The next step was for Mr. Kramer to travel to London that fall, rendezvous with Mr. Steele, read his claims and report back to the senator.

Mr. Kramer read the dossier at Mr. Steele’s home outside London. Mr. Steele said the allegations were “raw intelligence” that needed to be confirmed.

“He said that he had been hired to look into Donald Trump’s dealings in Russia, and that in the course of doing so, he came upon material that indicated that there were close ties between the Trump Campaign and various Russians, and the possibility of compromising material on Mr. Trump,” Mr. Kramer testified.

“He explained that what was produced … needed to be corroborated and verified. He himself did not feel that he was in a position to vouch for everything that was produced in this,” he said.

Mr. Kramer said Mr. Steele disclosed his Russian sources to him. He didn’t disclose them during the deposition.

By November, Mr. Steele sent a secure message to Washington that included 16 of the dossier’s 17 memos. Mr. McCain then handed the material to then-FBI Director James B. Comey. By that time, the FBI had obtained the information directly from Mr. Steele and from operatives of the Clinton campaign.


The Daily Caller reports that Kramer says he never intended for the dossier to be published, despite having given it to reporters from McClatchy, NPR, The Washington Post, The Wall Street Journal, BuzzFeed and CNN’s Carl Bernstein, among others which include Obama administration officials.

Kramer alleges Buzzfeed took pictures of the dossier without permission and published them accordingly, leading Steele to contact Kramer to inform him the rogue news outlet had published it in full. Kramer admitted to lying to Steele that he was the source of the information so the British ex-spy wouldn’t end their relationship.

But it’s what Kramer admits about why he and his boss, McCain, were approached that makes Steele’s presumptive shock and Kramer’s documented shock a little difficult to believe.

Kramer said he believed McCain was sought out in order to provide more “oomph” in terms of attracting the FBI’s attention.

“I think they felt a senior Republican was better to be the recipient of this rather than a Democrat because if it were a Democrat, I think that the view was that it would have been dismissed as a political attack,” said Kramer.

In some cases, according to the deposition, Kramer shared the dossier with reporters with Steele’s and Simpson’s knowledge.

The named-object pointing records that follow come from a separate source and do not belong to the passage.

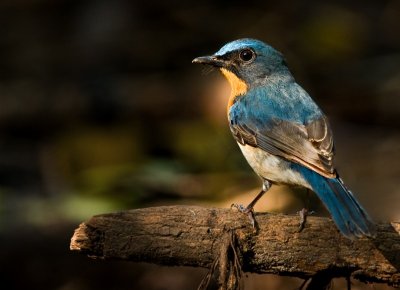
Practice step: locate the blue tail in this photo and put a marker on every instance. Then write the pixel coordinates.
(349, 216)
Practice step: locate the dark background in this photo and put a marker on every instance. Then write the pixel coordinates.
(101, 110)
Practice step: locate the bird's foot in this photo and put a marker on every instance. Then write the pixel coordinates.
(303, 218)
(246, 210)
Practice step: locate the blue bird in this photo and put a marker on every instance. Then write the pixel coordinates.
(283, 134)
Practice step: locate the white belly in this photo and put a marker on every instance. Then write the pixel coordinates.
(271, 167)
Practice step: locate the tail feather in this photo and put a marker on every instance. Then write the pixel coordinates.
(349, 216)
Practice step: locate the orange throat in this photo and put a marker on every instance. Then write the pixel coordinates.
(238, 86)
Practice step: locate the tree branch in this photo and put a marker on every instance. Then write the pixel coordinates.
(202, 237)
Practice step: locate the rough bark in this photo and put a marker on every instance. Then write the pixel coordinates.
(223, 238)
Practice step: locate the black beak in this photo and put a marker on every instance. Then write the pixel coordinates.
(210, 60)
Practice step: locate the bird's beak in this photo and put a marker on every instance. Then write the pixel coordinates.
(210, 60)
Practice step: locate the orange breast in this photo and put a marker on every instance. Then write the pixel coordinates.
(238, 86)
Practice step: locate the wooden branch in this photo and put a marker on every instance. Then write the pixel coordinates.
(196, 236)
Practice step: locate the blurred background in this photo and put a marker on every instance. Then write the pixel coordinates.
(101, 110)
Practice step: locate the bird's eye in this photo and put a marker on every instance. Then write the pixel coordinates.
(247, 55)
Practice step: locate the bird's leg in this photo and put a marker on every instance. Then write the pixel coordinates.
(249, 208)
(304, 213)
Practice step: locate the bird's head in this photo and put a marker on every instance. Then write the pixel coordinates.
(247, 63)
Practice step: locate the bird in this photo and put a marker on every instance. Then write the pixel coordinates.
(283, 134)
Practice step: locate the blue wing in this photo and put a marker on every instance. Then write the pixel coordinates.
(292, 130)
(303, 136)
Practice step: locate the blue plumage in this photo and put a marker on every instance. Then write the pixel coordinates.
(282, 132)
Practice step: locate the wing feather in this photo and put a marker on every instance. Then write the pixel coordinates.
(310, 145)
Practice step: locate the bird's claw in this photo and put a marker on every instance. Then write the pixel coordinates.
(246, 210)
(303, 218)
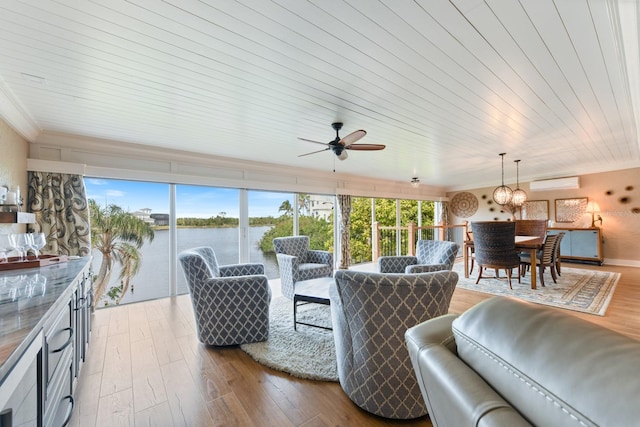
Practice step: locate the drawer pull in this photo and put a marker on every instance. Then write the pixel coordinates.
(69, 341)
(73, 402)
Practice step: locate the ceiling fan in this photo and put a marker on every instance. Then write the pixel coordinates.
(340, 145)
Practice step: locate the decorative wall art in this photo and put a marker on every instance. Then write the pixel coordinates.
(464, 204)
(570, 210)
(535, 209)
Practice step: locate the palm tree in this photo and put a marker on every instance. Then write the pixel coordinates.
(286, 208)
(118, 235)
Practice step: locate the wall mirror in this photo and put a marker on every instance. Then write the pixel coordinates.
(535, 209)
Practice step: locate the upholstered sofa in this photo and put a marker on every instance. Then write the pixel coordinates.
(505, 362)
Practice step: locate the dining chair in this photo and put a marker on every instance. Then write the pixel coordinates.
(531, 227)
(472, 250)
(547, 259)
(495, 247)
(556, 254)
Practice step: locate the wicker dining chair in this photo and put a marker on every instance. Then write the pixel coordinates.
(495, 247)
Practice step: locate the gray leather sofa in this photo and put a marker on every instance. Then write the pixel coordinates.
(509, 363)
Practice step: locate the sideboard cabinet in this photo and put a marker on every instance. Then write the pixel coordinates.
(580, 244)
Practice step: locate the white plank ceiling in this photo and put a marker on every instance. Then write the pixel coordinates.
(446, 85)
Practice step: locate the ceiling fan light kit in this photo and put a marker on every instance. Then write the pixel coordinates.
(340, 145)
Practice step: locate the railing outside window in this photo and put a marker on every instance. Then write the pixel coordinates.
(385, 238)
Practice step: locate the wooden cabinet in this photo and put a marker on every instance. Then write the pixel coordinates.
(37, 384)
(20, 390)
(580, 244)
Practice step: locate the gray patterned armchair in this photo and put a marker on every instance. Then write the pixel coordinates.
(297, 262)
(431, 255)
(230, 302)
(371, 313)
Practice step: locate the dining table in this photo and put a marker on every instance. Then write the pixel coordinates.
(523, 243)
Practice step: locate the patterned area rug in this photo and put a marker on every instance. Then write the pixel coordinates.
(588, 291)
(306, 353)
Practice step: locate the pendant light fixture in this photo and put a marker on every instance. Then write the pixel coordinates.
(502, 195)
(519, 196)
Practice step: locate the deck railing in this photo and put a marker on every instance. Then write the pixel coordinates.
(396, 241)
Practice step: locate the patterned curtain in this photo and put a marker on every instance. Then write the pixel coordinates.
(344, 204)
(59, 202)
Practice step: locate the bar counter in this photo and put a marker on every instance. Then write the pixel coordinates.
(27, 297)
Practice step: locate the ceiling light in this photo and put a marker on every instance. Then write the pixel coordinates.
(502, 195)
(519, 197)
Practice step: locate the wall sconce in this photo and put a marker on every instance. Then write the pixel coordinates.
(592, 208)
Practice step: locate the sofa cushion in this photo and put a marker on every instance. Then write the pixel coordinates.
(553, 367)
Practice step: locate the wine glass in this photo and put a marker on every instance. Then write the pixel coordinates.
(38, 241)
(5, 246)
(20, 242)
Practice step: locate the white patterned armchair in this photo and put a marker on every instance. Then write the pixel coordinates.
(230, 302)
(370, 315)
(297, 262)
(431, 255)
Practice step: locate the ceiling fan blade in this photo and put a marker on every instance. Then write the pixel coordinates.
(352, 137)
(365, 147)
(315, 142)
(313, 152)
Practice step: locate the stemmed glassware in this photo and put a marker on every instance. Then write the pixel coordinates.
(5, 246)
(20, 242)
(38, 241)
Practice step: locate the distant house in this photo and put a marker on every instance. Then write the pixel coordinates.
(321, 206)
(143, 214)
(160, 219)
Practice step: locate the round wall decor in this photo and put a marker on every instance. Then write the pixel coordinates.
(464, 204)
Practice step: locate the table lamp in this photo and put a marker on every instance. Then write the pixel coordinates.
(592, 208)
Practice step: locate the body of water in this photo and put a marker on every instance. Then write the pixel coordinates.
(153, 279)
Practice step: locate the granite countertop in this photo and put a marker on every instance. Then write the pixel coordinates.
(26, 297)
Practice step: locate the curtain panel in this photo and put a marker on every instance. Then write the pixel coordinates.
(344, 204)
(59, 202)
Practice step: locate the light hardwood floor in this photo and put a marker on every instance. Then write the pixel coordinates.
(146, 368)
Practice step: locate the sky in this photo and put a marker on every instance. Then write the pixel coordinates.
(191, 201)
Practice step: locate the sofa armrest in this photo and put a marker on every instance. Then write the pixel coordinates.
(247, 269)
(426, 268)
(455, 395)
(395, 264)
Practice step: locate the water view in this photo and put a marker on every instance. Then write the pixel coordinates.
(153, 279)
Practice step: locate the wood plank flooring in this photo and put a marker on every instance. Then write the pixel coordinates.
(145, 367)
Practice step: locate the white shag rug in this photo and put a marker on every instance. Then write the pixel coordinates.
(306, 353)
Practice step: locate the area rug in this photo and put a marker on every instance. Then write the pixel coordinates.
(306, 353)
(587, 291)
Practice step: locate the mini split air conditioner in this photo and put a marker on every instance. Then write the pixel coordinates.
(568, 183)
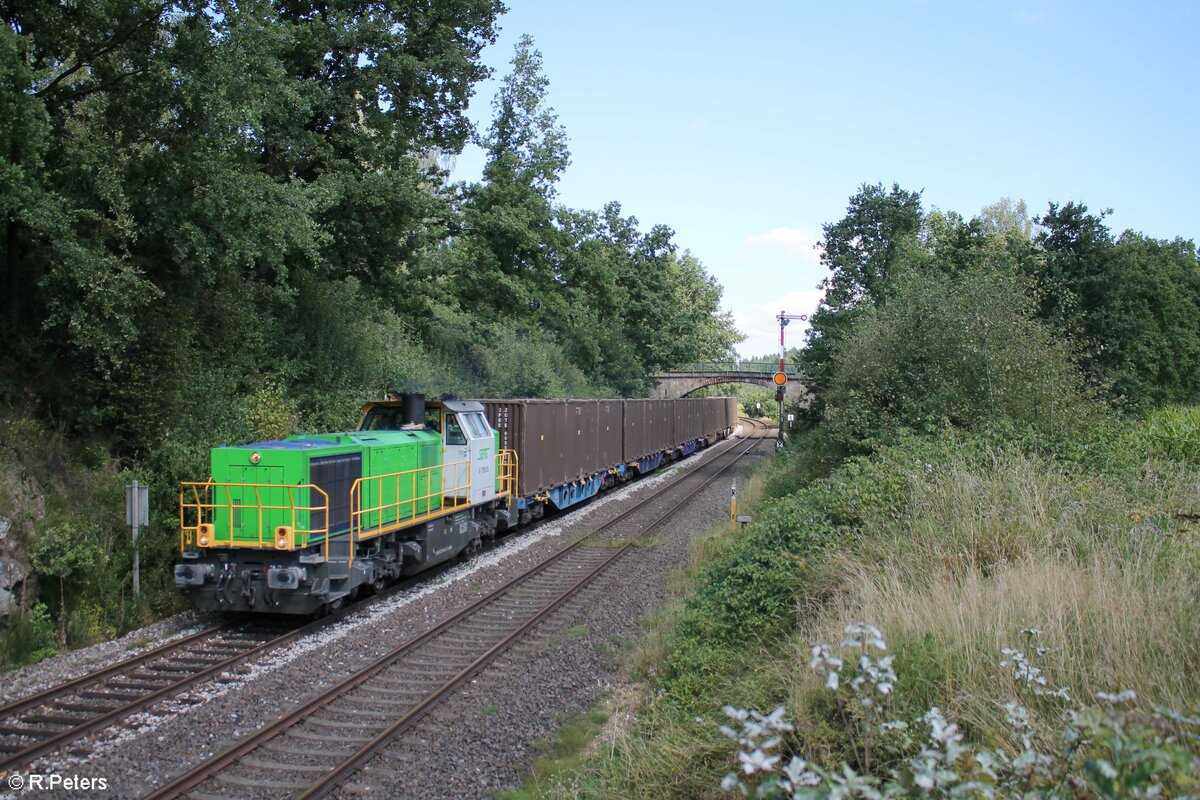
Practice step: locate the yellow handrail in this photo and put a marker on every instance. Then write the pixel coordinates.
(507, 477)
(197, 510)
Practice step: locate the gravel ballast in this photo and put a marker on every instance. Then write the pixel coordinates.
(481, 739)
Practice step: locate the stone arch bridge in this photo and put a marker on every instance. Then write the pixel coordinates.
(684, 379)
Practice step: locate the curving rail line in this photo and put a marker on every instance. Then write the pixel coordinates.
(311, 750)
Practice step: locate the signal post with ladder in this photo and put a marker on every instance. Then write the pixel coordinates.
(780, 378)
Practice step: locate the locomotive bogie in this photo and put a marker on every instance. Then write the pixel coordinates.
(299, 525)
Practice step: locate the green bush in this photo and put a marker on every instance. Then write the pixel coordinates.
(1171, 432)
(959, 350)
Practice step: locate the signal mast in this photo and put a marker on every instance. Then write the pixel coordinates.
(780, 378)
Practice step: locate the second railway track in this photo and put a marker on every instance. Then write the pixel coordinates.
(315, 747)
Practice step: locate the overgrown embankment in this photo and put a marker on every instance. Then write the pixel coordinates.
(977, 573)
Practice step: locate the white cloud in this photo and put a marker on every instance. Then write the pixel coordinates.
(762, 329)
(796, 242)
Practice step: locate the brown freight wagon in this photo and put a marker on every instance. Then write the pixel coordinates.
(557, 440)
(649, 427)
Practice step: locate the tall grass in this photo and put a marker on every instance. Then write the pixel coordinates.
(1104, 570)
(952, 545)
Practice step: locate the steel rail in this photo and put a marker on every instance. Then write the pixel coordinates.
(211, 768)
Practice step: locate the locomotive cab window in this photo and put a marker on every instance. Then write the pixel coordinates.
(474, 426)
(454, 431)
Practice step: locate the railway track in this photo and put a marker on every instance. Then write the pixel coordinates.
(313, 749)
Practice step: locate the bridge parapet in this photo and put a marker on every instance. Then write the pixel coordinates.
(681, 382)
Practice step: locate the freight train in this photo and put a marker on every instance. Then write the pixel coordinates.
(299, 525)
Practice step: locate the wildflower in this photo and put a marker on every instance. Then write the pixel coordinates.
(861, 635)
(799, 775)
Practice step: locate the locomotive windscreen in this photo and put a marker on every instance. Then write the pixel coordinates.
(335, 475)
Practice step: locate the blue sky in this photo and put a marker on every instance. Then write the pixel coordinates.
(747, 128)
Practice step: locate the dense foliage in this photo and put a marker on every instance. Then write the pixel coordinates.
(1128, 307)
(987, 479)
(227, 221)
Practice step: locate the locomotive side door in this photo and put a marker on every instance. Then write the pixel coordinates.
(469, 453)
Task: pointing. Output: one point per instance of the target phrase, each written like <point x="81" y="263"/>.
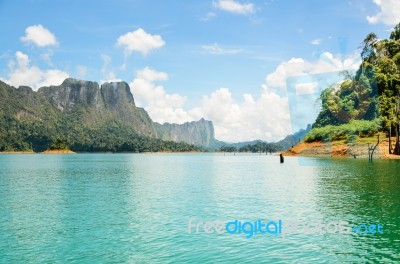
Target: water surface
<point x="135" y="208"/>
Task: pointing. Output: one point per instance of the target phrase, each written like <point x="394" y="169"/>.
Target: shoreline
<point x="340" y="150"/>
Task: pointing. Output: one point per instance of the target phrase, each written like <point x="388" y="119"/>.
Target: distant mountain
<point x="88" y="117"/>
<point x="263" y="146"/>
<point x="200" y="133"/>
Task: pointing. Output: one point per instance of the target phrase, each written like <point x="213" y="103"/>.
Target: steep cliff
<point x="199" y="133"/>
<point x="80" y="111"/>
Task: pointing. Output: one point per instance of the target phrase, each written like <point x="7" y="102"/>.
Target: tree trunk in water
<point x="390" y="139"/>
<point x="397" y="147"/>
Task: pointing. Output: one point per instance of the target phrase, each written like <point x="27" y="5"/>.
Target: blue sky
<point x="225" y="60"/>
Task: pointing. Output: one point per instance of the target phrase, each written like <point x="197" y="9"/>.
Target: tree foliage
<point x="372" y="93"/>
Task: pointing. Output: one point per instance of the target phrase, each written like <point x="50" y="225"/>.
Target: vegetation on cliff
<point x="77" y="116"/>
<point x="371" y="95"/>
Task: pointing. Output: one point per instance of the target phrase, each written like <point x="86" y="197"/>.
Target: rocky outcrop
<point x="74" y="93"/>
<point x="92" y="105"/>
<point x="200" y="133"/>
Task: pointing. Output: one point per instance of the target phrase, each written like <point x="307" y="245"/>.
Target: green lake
<point x="136" y="208"/>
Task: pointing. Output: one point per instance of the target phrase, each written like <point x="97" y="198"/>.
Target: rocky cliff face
<point x="91" y="105"/>
<point x="74" y="93"/>
<point x="199" y="133"/>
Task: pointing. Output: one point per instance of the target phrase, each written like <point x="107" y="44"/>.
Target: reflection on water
<point x="135" y="208"/>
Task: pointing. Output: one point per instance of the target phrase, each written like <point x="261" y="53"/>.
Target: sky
<point x="254" y="68"/>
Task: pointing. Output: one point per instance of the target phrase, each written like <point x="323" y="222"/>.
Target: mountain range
<point x="86" y="116"/>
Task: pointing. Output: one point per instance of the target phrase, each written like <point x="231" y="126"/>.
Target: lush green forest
<point x="28" y="122"/>
<point x="372" y="94"/>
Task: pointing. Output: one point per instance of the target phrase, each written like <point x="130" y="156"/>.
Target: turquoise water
<point x="135" y="208"/>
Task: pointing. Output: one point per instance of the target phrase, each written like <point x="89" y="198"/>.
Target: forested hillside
<point x="372" y="94"/>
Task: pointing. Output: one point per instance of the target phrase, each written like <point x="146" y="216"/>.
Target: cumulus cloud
<point x="303" y="81"/>
<point x="327" y="62"/>
<point x="235" y="7"/>
<point x="269" y="115"/>
<point x="108" y="74"/>
<point x="22" y="73"/>
<point x="140" y="41"/>
<point x="161" y="106"/>
<point x="215" y="49"/>
<point x="264" y="117"/>
<point x="316" y="41"/>
<point x="81" y="71"/>
<point x="389" y="12"/>
<point x="39" y="35"/>
<point x="208" y="16"/>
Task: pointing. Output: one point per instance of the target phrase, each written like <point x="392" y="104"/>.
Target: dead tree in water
<point x="371" y="150"/>
<point x="397" y="127"/>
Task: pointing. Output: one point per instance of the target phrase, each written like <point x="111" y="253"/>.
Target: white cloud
<point x="298" y="66"/>
<point x="389" y="12"/>
<point x="81" y="71"/>
<point x="140" y="41"/>
<point x="208" y="16"/>
<point x="22" y="73"/>
<point x="108" y="75"/>
<point x="316" y="41"/>
<point x="39" y="35"/>
<point x="265" y="117"/>
<point x="235" y="7"/>
<point x="161" y="106"/>
<point x="307" y="80"/>
<point x="217" y="50"/>
<point x="306" y="88"/>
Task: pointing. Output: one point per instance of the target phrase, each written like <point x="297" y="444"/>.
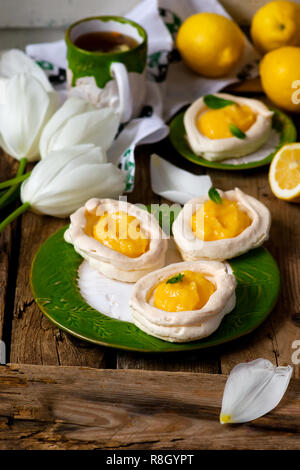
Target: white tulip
<point x="25" y="108"/>
<point x="64" y="180"/>
<point x="79" y="122"/>
<point x="252" y="390"/>
<point x="15" y="61"/>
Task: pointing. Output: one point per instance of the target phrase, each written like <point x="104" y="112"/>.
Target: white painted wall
<point x="56" y="13"/>
<point x="59" y="13"/>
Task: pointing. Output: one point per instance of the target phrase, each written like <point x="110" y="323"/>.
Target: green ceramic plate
<point x="54" y="286"/>
<point x="281" y="123"/>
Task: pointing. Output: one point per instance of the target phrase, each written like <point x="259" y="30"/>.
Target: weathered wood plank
<point x="34" y="339"/>
<point x="44" y="407"/>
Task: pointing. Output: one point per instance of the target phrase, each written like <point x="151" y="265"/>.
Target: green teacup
<point x="114" y="79"/>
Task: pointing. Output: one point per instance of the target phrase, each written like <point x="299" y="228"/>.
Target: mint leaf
<point x="237" y="132"/>
<point x="214" y="102"/>
<point x="214" y="195"/>
<point x="175" y="279"/>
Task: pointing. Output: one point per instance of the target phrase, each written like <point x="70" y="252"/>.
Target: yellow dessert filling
<point x="287" y="172"/>
<point x="188" y="290"/>
<point x="218" y="221"/>
<point x="121" y="232"/>
<point x="215" y="123"/>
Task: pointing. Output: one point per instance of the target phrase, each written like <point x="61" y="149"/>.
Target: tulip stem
<point x="13" y="181"/>
<point x="8" y="196"/>
<point x="23" y="208"/>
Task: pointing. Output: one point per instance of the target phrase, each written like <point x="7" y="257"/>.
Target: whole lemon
<point x="280" y="77"/>
<point x="275" y="25"/>
<point x="210" y="44"/>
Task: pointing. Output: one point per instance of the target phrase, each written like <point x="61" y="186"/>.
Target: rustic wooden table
<point x="108" y="399"/>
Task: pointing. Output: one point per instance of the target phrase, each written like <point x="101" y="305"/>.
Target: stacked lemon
<point x="213" y="46"/>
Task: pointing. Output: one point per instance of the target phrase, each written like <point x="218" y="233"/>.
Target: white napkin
<point x="170" y="83"/>
<point x="175" y="184"/>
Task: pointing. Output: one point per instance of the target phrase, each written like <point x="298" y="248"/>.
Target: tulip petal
<point x="26" y="109"/>
<point x="14" y="61"/>
<point x="64" y="180"/>
<point x="252" y="390"/>
<point x="78" y="122"/>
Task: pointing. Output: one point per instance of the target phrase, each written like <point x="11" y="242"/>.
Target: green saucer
<point x="54" y="286"/>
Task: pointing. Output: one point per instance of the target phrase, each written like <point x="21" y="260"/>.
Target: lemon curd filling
<point x="218" y="221"/>
<point x="287" y="171"/>
<point x="190" y="292"/>
<point x="215" y="123"/>
<point x="121" y="232"/>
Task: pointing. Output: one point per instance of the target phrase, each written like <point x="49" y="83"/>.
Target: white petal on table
<point x="252" y="390"/>
<point x="175" y="184"/>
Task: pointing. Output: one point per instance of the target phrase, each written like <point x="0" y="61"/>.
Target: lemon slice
<point x="284" y="174"/>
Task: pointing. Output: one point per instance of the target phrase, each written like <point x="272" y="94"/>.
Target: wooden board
<point x="80" y="408"/>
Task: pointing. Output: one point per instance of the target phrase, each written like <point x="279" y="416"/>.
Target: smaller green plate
<point x="54" y="286"/>
<point x="281" y="123"/>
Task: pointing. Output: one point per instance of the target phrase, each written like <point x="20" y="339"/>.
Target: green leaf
<point x="175" y="279"/>
<point x="214" y="102"/>
<point x="237" y="132"/>
<point x="214" y="195"/>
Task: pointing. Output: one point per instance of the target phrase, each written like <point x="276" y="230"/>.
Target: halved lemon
<point x="284" y="174"/>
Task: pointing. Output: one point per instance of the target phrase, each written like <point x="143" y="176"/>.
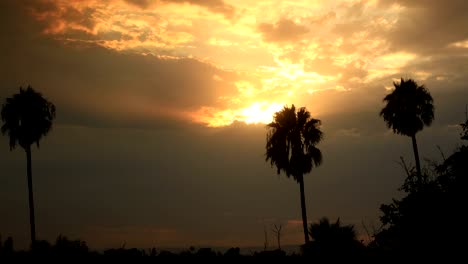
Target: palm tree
<point x="291" y="141"/>
<point x="409" y="108"/>
<point x="26" y="117"/>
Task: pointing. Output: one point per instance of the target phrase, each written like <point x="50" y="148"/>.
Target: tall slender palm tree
<point x="27" y="116"/>
<point x="409" y="107"/>
<point x="291" y="147"/>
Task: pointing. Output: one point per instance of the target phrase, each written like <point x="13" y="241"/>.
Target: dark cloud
<point x="98" y="87"/>
<point x="281" y="31"/>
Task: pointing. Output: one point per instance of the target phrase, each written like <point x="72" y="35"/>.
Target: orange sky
<point x="282" y="51"/>
<point x="157" y="102"/>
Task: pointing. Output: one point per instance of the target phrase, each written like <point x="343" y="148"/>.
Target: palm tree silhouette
<point x="26" y="117"/>
<point x="291" y="141"/>
<point x="409" y="108"/>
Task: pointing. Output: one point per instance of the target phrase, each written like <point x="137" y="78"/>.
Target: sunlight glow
<point x="256" y="113"/>
<point x="260" y="112"/>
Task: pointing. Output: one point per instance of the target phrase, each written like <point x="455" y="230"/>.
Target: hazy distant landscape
<point x="230" y="129"/>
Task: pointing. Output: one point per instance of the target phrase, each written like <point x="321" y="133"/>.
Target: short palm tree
<point x="409" y="107"/>
<point x="291" y="147"/>
<point x="27" y="117"/>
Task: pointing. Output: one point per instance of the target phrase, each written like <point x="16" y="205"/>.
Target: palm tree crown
<point x="409" y="108"/>
<point x="27" y="116"/>
<point x="291" y="142"/>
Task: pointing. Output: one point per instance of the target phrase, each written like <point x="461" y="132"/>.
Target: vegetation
<point x="27" y="117"/>
<point x="426" y="221"/>
<point x="409" y="107"/>
<point x="291" y="147"/>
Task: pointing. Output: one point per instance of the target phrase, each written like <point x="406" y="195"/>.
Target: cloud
<point x="95" y="86"/>
<point x="215" y="6"/>
<point x="140" y="3"/>
<point x="428" y="27"/>
<point x="282" y="31"/>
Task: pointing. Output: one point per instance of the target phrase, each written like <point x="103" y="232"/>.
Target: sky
<point x="160" y="133"/>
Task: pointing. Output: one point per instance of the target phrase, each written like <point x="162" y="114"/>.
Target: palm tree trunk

That “oomph” they were seeking wasn’t just for the benefit of the Obama administration, or indeed other legislators of both parties, or the dissemination of the information would have been for their eyes only.


To say they gave the information to a dozen press outlets in the hopes it would be verified by journalists (when Steele was the ex-spy with the contacts) is patently absurd. The fact that so many passed on running it says something about the content itself. The truth is more likely that they wanted the information published and were counting on a hungry news site, eager for a scoop, to pick up the ball and run with it.

Enter Buzzfeed.

The surest way to smear someone is by telling people who otherwise would support him, like the Americans who voted for Trump, that he had done something really wrong.